Pomahac conectou artérias a três nervos do corpo de Mitch no novo rosto. A nova cara do paciente, com nariz, lábios e músculos, foi então costurada no seu lugar.
A operação – a segunda do cirurgião – durou 14 horas, um pouco menos que a sua primeira.
“Quisemos simplificar a operação para torná-la mais fácil de repetir, e acho que conseguimos isso”, disse o médico. “Mas a cada operação aprendemos uma enormidade de coisas.”
Recuperando os sentidos
Mitch conta que, no início, o rosto estava muito inchado. “Parecia o rosto de um sujeito de cem quilos”, afirmou.
À medida que o inchaço diminuía, os traços ficavam mais definidos.

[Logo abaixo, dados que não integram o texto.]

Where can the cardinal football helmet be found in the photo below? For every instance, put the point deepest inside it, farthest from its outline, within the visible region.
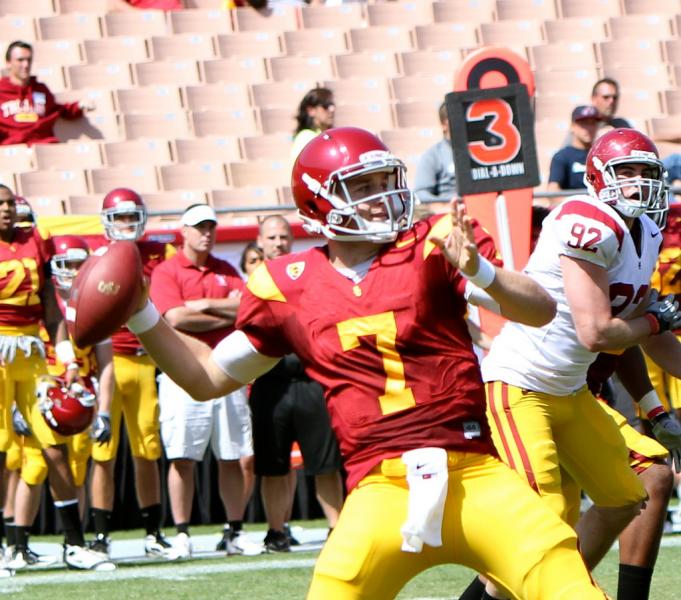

Entretanto, o irmão de Mitch, Mark, diz que era capaz de ver o rosto do antigo Mitch desde o primeiro dia.
“Não sabia como eu ia reagir, mas quando atravessei a porta do hospital, vi que era ele, meu irmão”, disse.
A mulher de Mitch, Katerina, é uma ex-colega de escola que ele começou a namorar muitos anos atrás, antes do transplante.
Katerina disse que já havia aceitado o fato de que seu companheiro tinha um rosto deformado, embora percebesse que ele era infeliz e evitava sair de casa.
Questionada sobre o fato de beijar os lábios de um morto – o dono original do rosto -, ela diz: “Nunca o beijei nos lábios antes.”
“É simplesmente louco quão longe a ciência chegou e o que eles conseguem fazer. É simplesmente incrível”, afirma Katerina.
Mitch diz que as sensações estão voltando e que ele consegue, por exemplo, elevar as sobrancelhas, fazer bico e sorrir.
“Ainda tem um pouco de pele de sobra em alguns lugares”, afirma. “Mas me disseram que no fim vou ficar parecido com o que era.”
O médico, Pomahac, diz que o quadro deve melhorar aos poucos, em especial no que tange às sensações.
“A primeira sensação se desenvolve no primeiro ou segundo mês. Ainda é muito pequena, mas continua a melhorar”, diz.